John Williams was born in New York and moved to Los Angeles with his family in 1948. There he attended UCLA and studied composition privately with Mario Castelnuovo-Tedesco. After service in the Air Force, Mr. Williams returned to New York to attend the Juilliard School, where he studied piano with Madame Rosina Lhevinne. While in New York, he also worked as a jazz pianist, both in clubs and on recordings. He then returned to Los Angeles, where he began his career in the film industry, working with such composers as Bernard Herrmann, Alfred Newman, and Franz Waxman. He went on to write music for many television programs in the 1960s, winning two Emmy Awards for his work.

In January 1980, Williams was named nineteenth Conductor of the Boston Pops Orchestra since its founding in 1885. He assumed the title of Boston Pops Laureate Conductor, following his retirement in December 1993, and currently holds the title of Artist-in-Residence at Tanglewood.

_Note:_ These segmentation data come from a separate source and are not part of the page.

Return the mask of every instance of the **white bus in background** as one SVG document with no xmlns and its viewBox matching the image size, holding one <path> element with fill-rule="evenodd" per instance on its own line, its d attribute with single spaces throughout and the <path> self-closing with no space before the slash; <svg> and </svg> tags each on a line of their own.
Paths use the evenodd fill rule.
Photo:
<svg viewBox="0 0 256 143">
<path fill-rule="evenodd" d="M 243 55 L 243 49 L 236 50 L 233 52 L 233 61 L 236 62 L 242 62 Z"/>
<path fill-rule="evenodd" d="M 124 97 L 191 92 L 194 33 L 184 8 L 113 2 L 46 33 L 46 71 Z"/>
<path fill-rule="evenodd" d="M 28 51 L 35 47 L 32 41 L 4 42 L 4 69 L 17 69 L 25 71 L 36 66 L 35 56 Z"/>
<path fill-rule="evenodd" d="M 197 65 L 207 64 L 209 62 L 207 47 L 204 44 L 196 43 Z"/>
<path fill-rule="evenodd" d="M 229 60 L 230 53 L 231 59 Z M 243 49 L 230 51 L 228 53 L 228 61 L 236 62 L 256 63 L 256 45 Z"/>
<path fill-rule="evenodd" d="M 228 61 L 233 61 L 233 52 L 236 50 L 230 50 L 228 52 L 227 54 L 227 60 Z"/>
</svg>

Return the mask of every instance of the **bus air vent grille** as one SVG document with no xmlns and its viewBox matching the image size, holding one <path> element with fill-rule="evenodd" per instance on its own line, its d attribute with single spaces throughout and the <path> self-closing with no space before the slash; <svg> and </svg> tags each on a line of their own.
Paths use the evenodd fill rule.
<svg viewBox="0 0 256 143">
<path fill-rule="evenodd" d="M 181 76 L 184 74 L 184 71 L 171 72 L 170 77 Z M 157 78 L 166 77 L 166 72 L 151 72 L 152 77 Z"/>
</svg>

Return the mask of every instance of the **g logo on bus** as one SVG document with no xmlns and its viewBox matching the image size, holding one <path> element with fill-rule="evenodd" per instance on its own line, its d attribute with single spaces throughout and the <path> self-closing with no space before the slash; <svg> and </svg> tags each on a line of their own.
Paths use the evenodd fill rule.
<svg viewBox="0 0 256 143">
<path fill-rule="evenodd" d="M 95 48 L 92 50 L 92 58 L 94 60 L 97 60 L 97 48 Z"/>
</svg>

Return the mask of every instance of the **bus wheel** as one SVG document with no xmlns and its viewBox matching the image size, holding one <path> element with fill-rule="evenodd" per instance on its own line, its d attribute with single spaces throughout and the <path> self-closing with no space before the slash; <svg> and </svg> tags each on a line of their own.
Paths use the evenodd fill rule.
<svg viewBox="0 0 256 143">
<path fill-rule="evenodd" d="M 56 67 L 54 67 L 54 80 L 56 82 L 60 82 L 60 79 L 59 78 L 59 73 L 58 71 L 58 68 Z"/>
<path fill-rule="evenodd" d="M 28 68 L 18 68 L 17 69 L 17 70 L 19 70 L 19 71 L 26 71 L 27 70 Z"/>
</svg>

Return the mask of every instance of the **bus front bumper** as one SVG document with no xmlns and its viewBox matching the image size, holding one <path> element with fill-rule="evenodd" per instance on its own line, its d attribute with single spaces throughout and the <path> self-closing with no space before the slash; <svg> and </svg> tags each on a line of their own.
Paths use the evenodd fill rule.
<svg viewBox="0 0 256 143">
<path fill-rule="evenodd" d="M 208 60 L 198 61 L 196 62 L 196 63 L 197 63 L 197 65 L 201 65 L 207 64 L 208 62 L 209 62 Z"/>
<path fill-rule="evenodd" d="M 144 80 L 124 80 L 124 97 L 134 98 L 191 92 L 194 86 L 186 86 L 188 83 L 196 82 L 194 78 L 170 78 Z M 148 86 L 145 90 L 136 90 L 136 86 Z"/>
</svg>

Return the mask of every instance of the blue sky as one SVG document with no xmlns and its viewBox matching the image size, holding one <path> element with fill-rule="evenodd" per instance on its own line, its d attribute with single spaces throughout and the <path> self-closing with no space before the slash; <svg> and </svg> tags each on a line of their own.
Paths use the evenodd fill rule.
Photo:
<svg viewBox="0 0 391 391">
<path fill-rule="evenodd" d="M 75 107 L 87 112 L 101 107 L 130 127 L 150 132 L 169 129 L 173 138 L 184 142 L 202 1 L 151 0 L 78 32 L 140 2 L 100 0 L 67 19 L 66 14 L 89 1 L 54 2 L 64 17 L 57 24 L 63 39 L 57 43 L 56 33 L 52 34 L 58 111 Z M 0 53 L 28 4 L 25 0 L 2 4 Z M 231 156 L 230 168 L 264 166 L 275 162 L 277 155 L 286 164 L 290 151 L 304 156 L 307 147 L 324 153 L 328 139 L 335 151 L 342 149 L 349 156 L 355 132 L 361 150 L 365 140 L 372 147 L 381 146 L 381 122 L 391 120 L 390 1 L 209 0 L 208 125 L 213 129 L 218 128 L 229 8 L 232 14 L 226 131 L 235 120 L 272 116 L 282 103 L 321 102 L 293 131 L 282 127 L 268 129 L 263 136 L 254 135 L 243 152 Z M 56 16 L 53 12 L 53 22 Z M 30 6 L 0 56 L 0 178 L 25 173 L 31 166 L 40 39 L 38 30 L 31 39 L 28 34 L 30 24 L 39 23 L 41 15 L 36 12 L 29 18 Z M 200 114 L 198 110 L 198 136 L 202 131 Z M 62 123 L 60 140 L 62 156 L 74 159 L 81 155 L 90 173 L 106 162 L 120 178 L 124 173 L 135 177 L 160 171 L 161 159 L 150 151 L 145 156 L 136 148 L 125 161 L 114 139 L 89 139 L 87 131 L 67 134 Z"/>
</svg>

Williams has written many concert pieces, including a symphony, a sinfonietta for wind ensemble, a cello concerto premiered by Yo-Yo Ma and the Boston Symphony Orchestra at Tanglewood in 1994, concertos for the flute and violin recorded by the London Symphony Orchestra, concertos for the clarinet and tuba, and a trumpet concerto, which was premiered by the Cleveland Orchestra and their principal trumpet Michael Sachs in September 1996. His bassoon concerto, The Five Sacred Trees, which was premiered by the New York Philharmonic and principal bassoon player Judith LeClair in 1995, was recorded for Sony Classical by Williams with LeClair and the London Symphony. In addition, Mr. Williams has composed the well-known NBC News theme "The Mission," "Liberty Fanfare" composed for the re-dedication of the Statue of Liberty, "We're Lookin' Good!," composed for the Special Olympics in celebration of the 1987 International Summer Games, and themes for the 1984, 1988, and 1996 Summer Olympic games. His most recent concert work Seven for Luck - for soprano and orchestra - is a seven-piece song cycle based on the texts of former U.S. Poet Laureate Rita Dove. Seven for Luck was given its world premiere by the Boston Symphony under Mr. Williams with soprano Cynthia Haymon.

John Williams has led the Boston Pops Esplanade Orchestra on United States Tours in 1985, 1989 and 1992 and on a tour of Japan in 1987. He led the Boston Pops Orchestra on tours of Japan in 1990 and 1993. In addition to leading the Boston Symphony Orchestra at Symphony Hall and at Tanglewood, Williams has appeared as guest conductor with a number of major orchestras, including the London Symphony, the Cleveland Orchestra, the Philadelphia Orchestra, the Chicago Symphony, the Pittsburgh Symphony, the Dallas Symphony, the San Francisco Symphony and the Los Angeles Philharmonic. Williams holds honorary degrees from fourteen American universities, including Berklee College of Music in Boston, Boston College, Northeastern University, Tufts University, Boston University, the New England Conservatory of Music and the University of Massachusetts at Boston. On June 23, 2000, he became the first inductee into the Hollywood Bowl Hall of Fame.